先日の緊急事態宣言を受け「あなたが勤める会社ではどのような対応がとられましたか?」への回答にである。もちろん、我々のライフ・ラインに必要不可欠な仕事や、テレワークなどの対応が取れない職種があることは承知している。「補償が無いと休みようもない」と嘆く中小・個人も多いだろう。だが、この62.9%の中には「言われるがままに、または言われないがゆえに、(不要不急でも)いつものように出勤する」会社員も含まれていることは想像に難くない。戸惑いながらも在京線に揺られて、いつもより疎らな人混みを横目に、定時通りに出社を続ける友人がいる。守られなくても、守らなければと言う。そして政府は、まずは様子を見ながらと放つ。
NEWSWEEK日本版4月8日付、舞田敏彦氏の『「不要不急の仕事」の発想がない日本は、危機に対して脆弱な社会』を読んでぞっとする。曰く、日本の男性の失業率と自殺率は「気味が悪いくらい」に相関しているらしい。つまり日本では「失業は経済的にも社会的にも極めて大きな痛手」だから、過去70年の失業率と自殺率の増減傾向がほぼ完全に一致する。対照例としてのスペインは無相関、「失業が自殺に影響しない社会」で「働くことをそこまで重視しないお国柄が出ている」とする。読んでいて、上のアンケート(社会背景)とシンクロする。今まさに日本で世界中で、パンデミックという最悪のきっかけではあるが、あらためて働き方や意識が問い直されているのだろう。自分の仕事は、会社は、肩書は、ルーティンワークは、そして自分自身は、本当に必要なのだろうかと。

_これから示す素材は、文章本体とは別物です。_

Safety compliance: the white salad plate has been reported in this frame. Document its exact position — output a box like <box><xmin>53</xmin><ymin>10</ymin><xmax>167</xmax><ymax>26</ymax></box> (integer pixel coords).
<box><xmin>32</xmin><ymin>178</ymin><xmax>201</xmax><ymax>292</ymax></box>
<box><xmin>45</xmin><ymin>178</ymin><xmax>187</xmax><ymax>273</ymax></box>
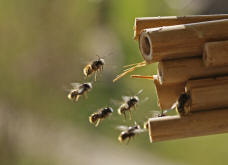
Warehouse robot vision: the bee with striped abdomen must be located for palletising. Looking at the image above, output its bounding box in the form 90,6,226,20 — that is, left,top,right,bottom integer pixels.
68,82,92,102
83,56,105,81
89,107,113,127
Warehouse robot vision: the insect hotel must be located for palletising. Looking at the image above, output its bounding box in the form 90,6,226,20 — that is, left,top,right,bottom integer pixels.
134,14,228,142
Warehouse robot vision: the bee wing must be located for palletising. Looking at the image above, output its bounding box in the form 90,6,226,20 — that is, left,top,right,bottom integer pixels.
110,99,122,106
153,111,161,117
170,102,178,109
116,125,128,131
71,83,81,88
133,129,145,133
141,97,150,104
135,89,143,96
122,96,131,102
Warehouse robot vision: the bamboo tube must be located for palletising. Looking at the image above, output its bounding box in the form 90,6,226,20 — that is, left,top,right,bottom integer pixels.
133,14,228,40
154,79,185,110
139,19,228,63
184,76,228,112
203,41,228,67
157,57,228,84
131,75,185,110
148,109,228,142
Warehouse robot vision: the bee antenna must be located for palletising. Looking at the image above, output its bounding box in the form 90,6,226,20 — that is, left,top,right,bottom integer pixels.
136,89,143,96
96,54,101,60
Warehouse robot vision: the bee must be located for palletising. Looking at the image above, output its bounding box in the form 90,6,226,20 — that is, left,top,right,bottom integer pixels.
117,89,143,120
176,93,190,115
118,123,145,144
89,107,113,127
113,61,147,82
83,56,105,81
67,82,92,102
143,121,149,130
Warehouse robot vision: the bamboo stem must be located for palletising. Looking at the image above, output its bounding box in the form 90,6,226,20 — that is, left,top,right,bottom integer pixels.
148,109,228,142
157,57,228,84
154,79,185,110
139,19,228,63
203,41,228,67
185,76,228,112
133,14,228,40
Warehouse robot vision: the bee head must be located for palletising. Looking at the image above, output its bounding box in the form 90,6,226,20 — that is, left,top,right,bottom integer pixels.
105,107,113,113
130,96,139,104
143,121,149,130
67,90,77,100
99,58,105,65
89,114,98,124
117,104,128,115
83,82,92,89
83,65,93,77
118,132,127,143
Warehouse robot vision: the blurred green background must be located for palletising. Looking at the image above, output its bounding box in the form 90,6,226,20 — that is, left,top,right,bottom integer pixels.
0,0,228,165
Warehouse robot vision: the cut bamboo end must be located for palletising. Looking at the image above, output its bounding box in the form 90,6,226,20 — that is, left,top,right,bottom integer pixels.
185,76,228,112
139,33,153,63
203,41,228,67
148,109,228,142
157,57,228,84
133,14,228,40
139,19,228,63
154,79,185,110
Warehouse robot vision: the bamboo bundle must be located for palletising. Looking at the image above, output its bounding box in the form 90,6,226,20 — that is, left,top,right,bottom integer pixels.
135,15,228,142
185,76,228,112
157,57,228,84
148,109,228,142
133,14,228,40
154,79,185,110
203,41,228,67
139,19,228,63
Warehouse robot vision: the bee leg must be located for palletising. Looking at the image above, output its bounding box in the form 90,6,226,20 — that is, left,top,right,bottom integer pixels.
95,119,101,127
123,112,126,121
129,110,132,120
84,92,88,99
74,95,80,102
127,137,131,145
94,71,97,82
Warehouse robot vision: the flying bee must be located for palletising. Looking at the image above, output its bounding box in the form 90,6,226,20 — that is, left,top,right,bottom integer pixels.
117,123,145,144
117,89,148,120
68,82,92,102
176,93,190,115
89,107,113,127
83,56,105,81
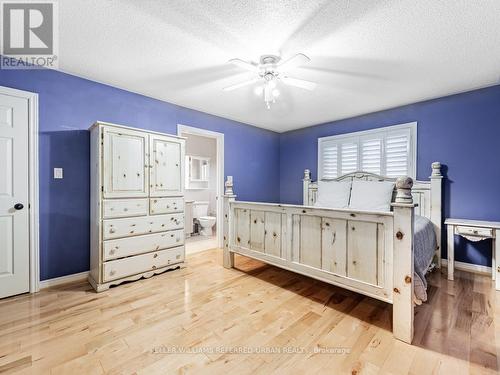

ニュージーランド某紙、ある伐採請負業者さんの記事にホッとする。伐採請負業者と言えば現在どこもロックダウン休業中だが、それ以前に新型コロナが中国で蔓延した段階で既に、輸出丸太の商流がストップして危機的状況に陥っている。事実、彼も二人のスタッフを解雇したと言う。てっきりその手のトーンの記事かと思いきや、「いつもは夜明け前に起きて長時間働き、子供たちと触れ合う機会も無い。今は一日中家にいて、さて今日は何をしようか、朝から晩まで家族と一緒に過ごせて超ハッピー」という内容。厳しさを増すこの状況の中で、物事を前向きにとらえ(ようとす)る。Be positive, stay positive. これはこれで、のんびりとしたニュージーランドらしいエピソードではないか。